1 Residential Funding Corp. v. DeGeorge Financial Corp., 306 F.3d 99, 108 (2d. Cir. 2002).

2 See, e.g., Malibu Media, LLC v. Harrison, 2015 U.S. Dist. LEXIS 73447 (S.D. Ind. 2014) (a showing of bad faith is a prerequisite for imposition of sanctions); Turner v. Pub. Serv. Co. of Colo., 563 F.3d 1136, 1149 (10th Cir. 2009) (adverse inference requires proof of bad faith; mere negligence is not sufficient).

3 Advisory Committee Note to 2015 Amendment to Rule 37.

4 Williams v. American College of Education, No. 15 C 11746, 2019 U.S. Dist. LEXIS 157477 (N.D. Ill. Sept. 16, 2019).

5 Id. at *8-12.

6 Id. at *33.

7 Id. at *43.

8 Id. at *44-45.

9 Id. at *48-49.

10 Wilmoth v. Murphy, No. 5:16-CV-5244, 2019 U.S. Dist. LEXIS 132363 (E.D. Ark. Aug. 7, 2019).

11 Id. at *6-7.

12 Id. at *13-14.

13 Zhang v. City of New York, 2019 US Dist. LEXIS 141229 (S.D.N.Y. Aug. 20, 2019).

14 Cox v. Swift Transportation Co. of Arizona, No. 18-cv-117-CVE-JFJ (N.D. Okla. Aug. 6, 2019).

15 Advisory Committee Note to 2015 Amendment to Rule 37.

16 Cahill v. Dart, No. 13-cv-361, 2016 U.S. Dist. LEXIS 166831 (N.D. IL. Dec. 2, 2016).
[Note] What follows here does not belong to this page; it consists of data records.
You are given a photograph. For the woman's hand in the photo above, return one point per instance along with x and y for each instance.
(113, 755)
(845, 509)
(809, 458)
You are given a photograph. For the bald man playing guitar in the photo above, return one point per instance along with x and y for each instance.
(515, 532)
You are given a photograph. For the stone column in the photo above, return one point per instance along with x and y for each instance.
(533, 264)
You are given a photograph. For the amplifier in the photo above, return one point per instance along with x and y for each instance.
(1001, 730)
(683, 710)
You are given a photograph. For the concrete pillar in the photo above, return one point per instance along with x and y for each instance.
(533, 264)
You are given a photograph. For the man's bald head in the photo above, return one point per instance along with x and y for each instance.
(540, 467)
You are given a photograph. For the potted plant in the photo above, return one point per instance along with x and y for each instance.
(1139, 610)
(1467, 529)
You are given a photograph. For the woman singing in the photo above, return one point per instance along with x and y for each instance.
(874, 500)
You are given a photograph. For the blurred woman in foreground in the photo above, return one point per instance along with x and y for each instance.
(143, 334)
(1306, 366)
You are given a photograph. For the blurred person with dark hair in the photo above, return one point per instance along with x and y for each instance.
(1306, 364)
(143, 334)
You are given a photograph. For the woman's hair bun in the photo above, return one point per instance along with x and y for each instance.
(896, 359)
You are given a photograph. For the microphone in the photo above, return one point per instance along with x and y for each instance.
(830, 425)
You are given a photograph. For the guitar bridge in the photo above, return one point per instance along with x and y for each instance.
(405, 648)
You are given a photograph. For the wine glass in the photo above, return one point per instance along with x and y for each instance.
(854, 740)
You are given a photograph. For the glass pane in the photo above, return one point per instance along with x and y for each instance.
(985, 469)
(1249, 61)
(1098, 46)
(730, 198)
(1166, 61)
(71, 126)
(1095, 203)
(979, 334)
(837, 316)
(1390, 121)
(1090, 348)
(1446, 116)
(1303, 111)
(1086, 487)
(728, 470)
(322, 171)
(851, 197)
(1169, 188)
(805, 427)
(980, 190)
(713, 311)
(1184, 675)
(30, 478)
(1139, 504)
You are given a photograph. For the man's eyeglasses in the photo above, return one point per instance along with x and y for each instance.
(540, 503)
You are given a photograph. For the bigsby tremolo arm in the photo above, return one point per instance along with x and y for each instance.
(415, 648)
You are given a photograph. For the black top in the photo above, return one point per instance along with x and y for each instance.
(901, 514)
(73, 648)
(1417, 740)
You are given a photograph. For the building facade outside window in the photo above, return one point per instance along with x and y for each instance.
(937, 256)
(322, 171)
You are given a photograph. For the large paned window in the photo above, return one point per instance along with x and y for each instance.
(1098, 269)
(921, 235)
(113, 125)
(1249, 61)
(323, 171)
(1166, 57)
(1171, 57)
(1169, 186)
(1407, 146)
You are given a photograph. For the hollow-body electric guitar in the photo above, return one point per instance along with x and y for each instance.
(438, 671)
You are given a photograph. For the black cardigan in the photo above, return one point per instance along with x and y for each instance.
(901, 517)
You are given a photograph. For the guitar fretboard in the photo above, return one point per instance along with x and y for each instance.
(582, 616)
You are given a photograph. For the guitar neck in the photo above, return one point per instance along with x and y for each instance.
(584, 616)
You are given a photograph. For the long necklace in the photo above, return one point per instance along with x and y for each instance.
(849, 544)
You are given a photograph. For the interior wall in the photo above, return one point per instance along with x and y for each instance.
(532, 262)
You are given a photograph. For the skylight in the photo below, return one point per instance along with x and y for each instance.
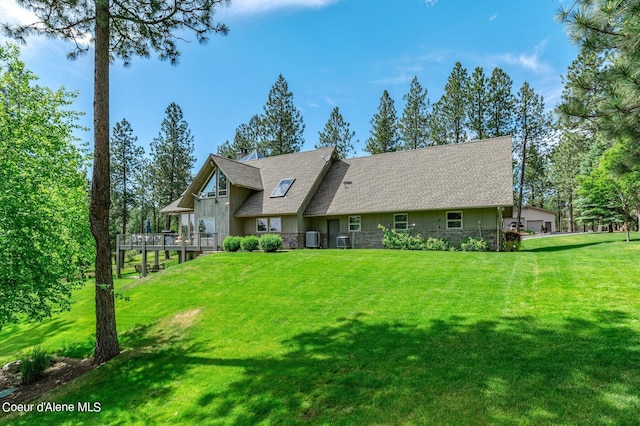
(282, 188)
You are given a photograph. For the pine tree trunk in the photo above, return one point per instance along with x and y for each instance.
(107, 345)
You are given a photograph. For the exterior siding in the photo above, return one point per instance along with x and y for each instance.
(476, 223)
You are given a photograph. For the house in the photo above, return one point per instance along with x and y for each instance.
(450, 191)
(533, 219)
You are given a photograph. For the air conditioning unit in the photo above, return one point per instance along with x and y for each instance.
(313, 239)
(343, 241)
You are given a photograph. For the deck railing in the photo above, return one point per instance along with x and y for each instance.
(167, 241)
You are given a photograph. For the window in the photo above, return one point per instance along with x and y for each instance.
(222, 184)
(400, 221)
(217, 181)
(282, 188)
(454, 220)
(275, 224)
(207, 226)
(272, 224)
(354, 223)
(209, 189)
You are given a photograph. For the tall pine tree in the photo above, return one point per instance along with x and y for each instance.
(384, 130)
(282, 123)
(173, 159)
(337, 133)
(451, 111)
(119, 30)
(477, 104)
(126, 159)
(413, 126)
(533, 127)
(501, 104)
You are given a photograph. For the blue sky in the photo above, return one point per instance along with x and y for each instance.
(341, 53)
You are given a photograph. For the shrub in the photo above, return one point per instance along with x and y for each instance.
(405, 240)
(512, 240)
(231, 243)
(270, 242)
(250, 243)
(33, 365)
(471, 244)
(438, 244)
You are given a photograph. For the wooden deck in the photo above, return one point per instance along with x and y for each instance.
(183, 243)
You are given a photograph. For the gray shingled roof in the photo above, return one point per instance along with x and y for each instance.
(239, 174)
(307, 168)
(466, 175)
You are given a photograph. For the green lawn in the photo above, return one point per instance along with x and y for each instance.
(550, 335)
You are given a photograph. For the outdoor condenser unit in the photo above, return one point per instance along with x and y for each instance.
(313, 239)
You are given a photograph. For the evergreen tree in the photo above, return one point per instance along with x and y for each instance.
(477, 104)
(126, 158)
(609, 30)
(533, 126)
(451, 112)
(282, 124)
(501, 104)
(45, 243)
(247, 139)
(172, 156)
(121, 30)
(338, 134)
(384, 133)
(413, 126)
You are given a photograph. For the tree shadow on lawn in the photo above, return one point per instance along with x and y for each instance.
(510, 371)
(362, 371)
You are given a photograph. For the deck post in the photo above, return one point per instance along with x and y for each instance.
(118, 266)
(144, 256)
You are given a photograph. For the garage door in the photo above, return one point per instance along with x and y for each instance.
(535, 225)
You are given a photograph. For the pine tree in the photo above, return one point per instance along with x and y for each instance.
(451, 111)
(121, 29)
(282, 124)
(478, 103)
(533, 126)
(413, 126)
(126, 158)
(247, 139)
(501, 104)
(173, 159)
(384, 133)
(337, 133)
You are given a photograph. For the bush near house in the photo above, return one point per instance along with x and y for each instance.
(472, 244)
(270, 242)
(33, 365)
(250, 243)
(512, 240)
(404, 240)
(231, 243)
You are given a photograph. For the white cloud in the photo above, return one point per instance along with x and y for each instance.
(249, 7)
(530, 61)
(14, 14)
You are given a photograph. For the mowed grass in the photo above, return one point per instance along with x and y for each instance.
(550, 335)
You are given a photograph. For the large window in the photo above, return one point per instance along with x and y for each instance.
(282, 188)
(216, 186)
(222, 184)
(454, 220)
(271, 224)
(401, 221)
(354, 223)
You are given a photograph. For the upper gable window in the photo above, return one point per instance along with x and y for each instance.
(282, 188)
(216, 186)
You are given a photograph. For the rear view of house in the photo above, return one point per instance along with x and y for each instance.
(451, 191)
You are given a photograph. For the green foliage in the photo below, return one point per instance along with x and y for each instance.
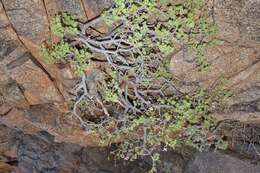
(64, 25)
(171, 121)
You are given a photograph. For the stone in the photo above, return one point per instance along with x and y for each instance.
(37, 86)
(39, 153)
(219, 163)
(29, 19)
(237, 59)
(95, 7)
(71, 6)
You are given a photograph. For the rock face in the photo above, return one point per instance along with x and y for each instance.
(40, 154)
(34, 95)
(237, 59)
(219, 163)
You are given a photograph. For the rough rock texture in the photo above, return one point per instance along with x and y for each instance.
(219, 163)
(237, 59)
(33, 94)
(41, 154)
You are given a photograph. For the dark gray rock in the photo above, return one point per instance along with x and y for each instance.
(40, 154)
(215, 162)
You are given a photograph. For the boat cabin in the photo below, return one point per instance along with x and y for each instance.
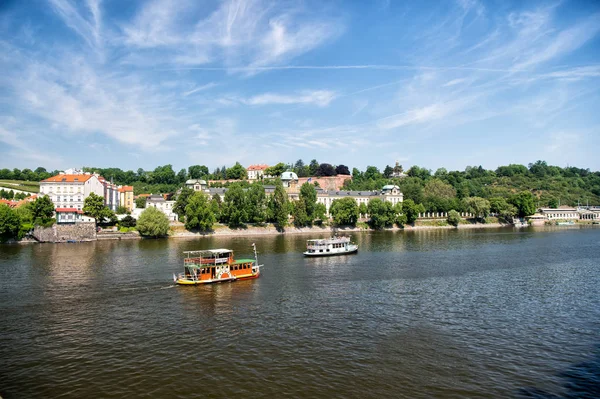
(216, 265)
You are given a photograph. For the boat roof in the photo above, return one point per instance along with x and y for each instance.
(209, 251)
(329, 240)
(238, 261)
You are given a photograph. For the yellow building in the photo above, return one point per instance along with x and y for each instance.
(126, 197)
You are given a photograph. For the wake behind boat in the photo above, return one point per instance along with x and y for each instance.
(330, 247)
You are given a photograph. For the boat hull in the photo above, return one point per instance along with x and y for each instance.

17 See also, e.g., BankDirect Capital Fin., LLC v. Capital Premium Fin., LLC, No. 15 C 10340, 2018 U.S. Dist. LEXIS 57254 (N.D. Il. Apr. 4, 2018) (despite finding explanations regarding the deletion of emails to be “unbelievabl[e], the magistrate judge recommended that the judge permit “appropriate evidence to be presented to the jury, which, under proper instructions, will determine the reasons for the nonproduction and the impact, if any, the non-production of the challenged emails has on the merits of the parties' claims”).

18 Woods v. Scission, No. CV-17-08038-PCT-GMS, 2019 U.S. Dist. LEXIS 137305 (D. Ariz. Aug. 14, 2019).

DISCLAIMER: Because of the generality of this update, the information provided herein may not be applicable in all situations and should not be acted upon without specific legal advice based on particular situations.